In collaboration with Rise Art, Mayacama hosted the painter Ezra Johnson as an artist in residence.
From the sunlight breaking on the tops of hills and trees, viewed from his casita early in the morning, to mist settling over the putting greens at dusk, Johnson has applied his painterly language to many aspects of life at the club.
The resultant paintings – like much of Johnson’s past work – sit somewhere between fact and fiction. They analyse the landscape as an example of nature shaped by man, taking stock of both its untameable wildness and its regimented patterns. Beyond that, though, they depart from the reality of the artist’s surroundings, by turns simplifying and embellishing them. In doing so, they expose glimmers of his own emotional reaction to the landscape.
It is through this balance of perception and imagination that Johnson has rendered his unique vision of Mayacama, playing on the personal emotional resonances of the landscape and, where necessary, using his artistic licence to convey them to us.
Rise Art shines a light on today's most dynamic and culturally significant artists, collaborating directly with a curated roster of emerging, mid-career, and established creatives worldwide.
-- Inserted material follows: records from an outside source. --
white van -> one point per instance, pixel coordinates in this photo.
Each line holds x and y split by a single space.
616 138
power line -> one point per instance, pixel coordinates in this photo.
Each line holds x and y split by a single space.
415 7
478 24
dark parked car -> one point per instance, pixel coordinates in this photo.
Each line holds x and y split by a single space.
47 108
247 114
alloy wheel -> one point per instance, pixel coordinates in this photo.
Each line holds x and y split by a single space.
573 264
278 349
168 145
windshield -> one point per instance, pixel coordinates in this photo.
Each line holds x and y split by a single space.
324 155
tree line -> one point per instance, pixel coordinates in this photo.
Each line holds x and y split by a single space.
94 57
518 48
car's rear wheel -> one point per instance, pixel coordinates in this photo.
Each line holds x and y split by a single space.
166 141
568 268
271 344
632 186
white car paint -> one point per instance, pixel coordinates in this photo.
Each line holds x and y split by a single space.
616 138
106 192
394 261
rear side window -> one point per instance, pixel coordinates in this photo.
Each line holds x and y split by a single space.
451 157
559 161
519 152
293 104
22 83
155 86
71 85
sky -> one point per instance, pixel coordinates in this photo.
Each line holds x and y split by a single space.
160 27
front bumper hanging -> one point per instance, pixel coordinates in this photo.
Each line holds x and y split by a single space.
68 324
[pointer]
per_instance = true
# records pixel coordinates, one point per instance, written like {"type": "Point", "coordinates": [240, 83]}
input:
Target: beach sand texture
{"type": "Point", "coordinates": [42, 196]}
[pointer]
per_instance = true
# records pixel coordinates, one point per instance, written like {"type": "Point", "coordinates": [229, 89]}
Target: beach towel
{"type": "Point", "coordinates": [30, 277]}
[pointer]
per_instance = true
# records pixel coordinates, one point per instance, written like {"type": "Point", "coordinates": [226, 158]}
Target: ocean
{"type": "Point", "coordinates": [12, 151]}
Mayacama is a private golf and residential community nestled in the hills of northern Sonoma County, California.
"The first thing I’m looking for in a scene that I’m going to paint is contrast, colour, composition, and light. Those are the key ingredients for painting."
– Ezra Johnson"Seeing Ezra at work at Mayacama was incredibly inspiring. Painting within this expansive landscape, he came into contact with many of the formal challenges that have troubled and animated the work of a gamut of landscape painters from Munch to Hockney. His own approach to the Sonoma landscape – a combination of realism and imagination – captures something essential of its essence." – Phin Jennings
Ezra Johnson is a painter based between Tampa, New York and London. Born in Wenatchee, Washington, he received his MFA from Hunter College in 2006 and has since exhibited at the Hammer Museum in Los Angeles, Site Santa Fe, and the ICA in Philadelphia.
Deeply reverential of historical painting traditions, subjects and techniques, his work approaches them with a contemporary lens. His past subjects have included still lifes in the tradition of Giorgio Morandi made up of trash, Impressionistic vases of flowers on cluttered tables, and shadowy cityscapes that capture the atmosphere of Tampa, which he describes as “tropical noir”.